Archie returned to the starting point. "What kind of book am I looking for?" he asked, beginning the approach again.

"An atlas?" Carmichael suggested. "Or 'The Compleat Angler'?"

He was rewarded by a glare from Rory. Archie reached the cabinet, positioned himself. Left hand up, head tilted back, right hand down . . .

There was a clink followed by a small crash from the direction of the table, and a feminine exclamation of dismay. Archie dropped his eyes, scooped up the paper, and tucked it into his sleeve before turning around.

"Oh, dear," Caillean was saying, in a slightly fluttery way. "How clumsy of me!"

Jamieson looked baffled, Rory irritated, and Carmichael amused. "Not at all," he said aloud, looking at Archie. "Did you get it?"

Archie held up his hand, the paper just visible under his shirt cuff.

"Good work. And of course," Carmichael went on, "if you're being too closely watched, your partner could cause a diversion."

"But usually not unsolicited," Jamieson murmured. Archie blinked, not comprehending.

"Right." Carmichael strode decisively towards the drawing-room door. "That's enough for the first day. You can have the rest of the afternoon off, gentlemen."

As they filed out, only Jamieson noticed that the last member of the group (to whom the description did not apply) remained demurely behind.


"Caillean," Carmichael's voice was stern as he addressed his subordinate. "None of your games."

He was answered by a limpid blue-green gaze of deceptive innocence. "I'm sure I don't know what you mean."

"I'm sure I know all about your fancies, my girl."

"He's very pretty," Caillean said, in a tone of objective, aesthetic appreciation. "Lovely manners, too. I'm sure he'd be a gentleman about it."

"Ah, but would you be a lady? He's not up to your tricks. Stand away."

"Carmichael, are you actually giving me an order?"

He fixed her with a stern stare. "It's not me you'll answer to, it's Dr. Latour."

"Oh, the poor man! As bad as that, then, was he?"

"I didn't say that either." Faint irritation was beginning to show. "He's not ready for your deviltry. Don't press him."

Dark lashes lowered, then lifted coquettishly. "Carmichael, when have I ever . . .?"

"At least three times in the past two years!" he replied promptly.

"And I was well aware that you were all making bets about it the last time!" Caillean snapped back.

Carmichael only smiled. "Let him be, girl," he said placatingly. "It's not a fair game otherwise. Too much like forcing unwanted attentions, and you know all about that."

Several years ago, in a luxurious Edinburgh townhouse, the drunken eldest son of the family had deluded himself into perceiving an invitation in an attractive parlormaid's eyes, and had seized her when she passed him in the hall. She had declined his advances with her knee. Discharged from her position upon the spot, the young woman had been just as promptly offered new employment by one of the titled visitors. The nobleman had inadvertently discovered that not only did the former domestic have striking looks and good reflexes, but, through resource and initiative, she had also taught herself to read and write. Additional study and extended training had revealed a talent for puzzles, codes, and ciphers.
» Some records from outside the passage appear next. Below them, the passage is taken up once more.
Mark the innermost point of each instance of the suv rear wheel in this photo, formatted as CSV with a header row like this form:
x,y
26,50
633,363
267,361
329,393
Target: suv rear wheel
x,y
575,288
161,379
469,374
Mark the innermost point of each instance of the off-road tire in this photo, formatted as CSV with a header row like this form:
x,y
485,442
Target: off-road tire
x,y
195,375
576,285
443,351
"Oh, very well," Caillean pulled a face at the reminder. "A bargain, Carmichael."

"Let's hear it, then."

"I won't press any advances on him. But if he should just happen to notice . . . you won't interfere."

"Word of honor?"

"Word of honor. And you?"

"I'll give it, but I don't think I need to."

She raised inquiring brows.

"I still doubt he's in any condition for you."
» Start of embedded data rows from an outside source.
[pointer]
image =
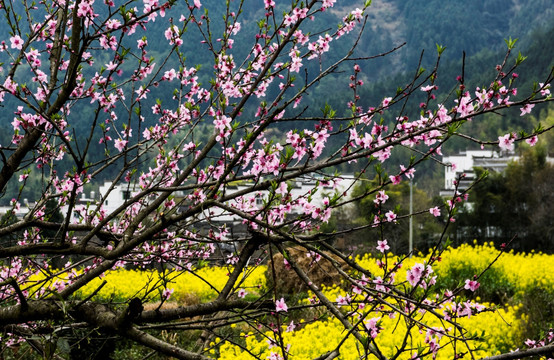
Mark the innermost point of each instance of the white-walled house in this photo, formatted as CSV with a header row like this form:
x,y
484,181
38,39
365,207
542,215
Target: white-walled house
x,y
466,161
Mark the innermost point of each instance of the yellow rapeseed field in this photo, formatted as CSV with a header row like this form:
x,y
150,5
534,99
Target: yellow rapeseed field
x,y
501,329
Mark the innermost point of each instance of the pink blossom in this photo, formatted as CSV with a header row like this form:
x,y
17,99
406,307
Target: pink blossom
x,y
544,89
395,179
280,305
391,216
435,211
471,285
381,197
526,109
532,140
506,142
16,42
382,246
120,144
"And if I can make it otherwise?"

Carmichael shrugged. "If he's willing, it might be good for him, if you're so set on it. Of course, if you only want something to do with your time . . . " he let the sentence dangle teasingly.
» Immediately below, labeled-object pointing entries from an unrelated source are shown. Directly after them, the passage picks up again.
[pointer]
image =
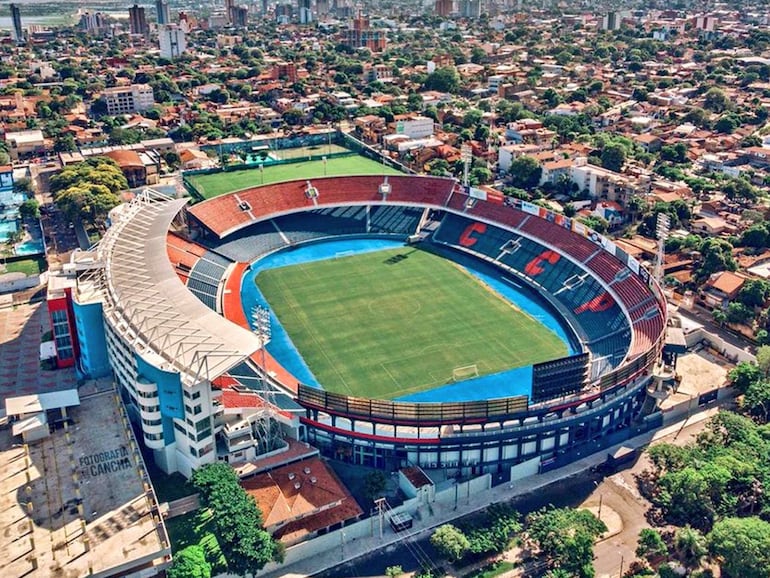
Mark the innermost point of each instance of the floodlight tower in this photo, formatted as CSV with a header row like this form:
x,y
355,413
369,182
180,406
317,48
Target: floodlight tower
x,y
266,427
662,229
466,155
"Smitty would have my ears!"

"Smitty," Carmichael remarked, "is in London. And the last time we spoke, she wasn't very happy with me."

"She'd still have my ears. And I'm much prettier with them."

"I'd noticed." Carmichael stepped closer, captured her chin. Mindful of the twist of her mouth, her narrowed eyes, and her past history, he assumed an air of avuncular forbearance and kissed her decorously above the right eyebrow. She was laughing softly as he walked away.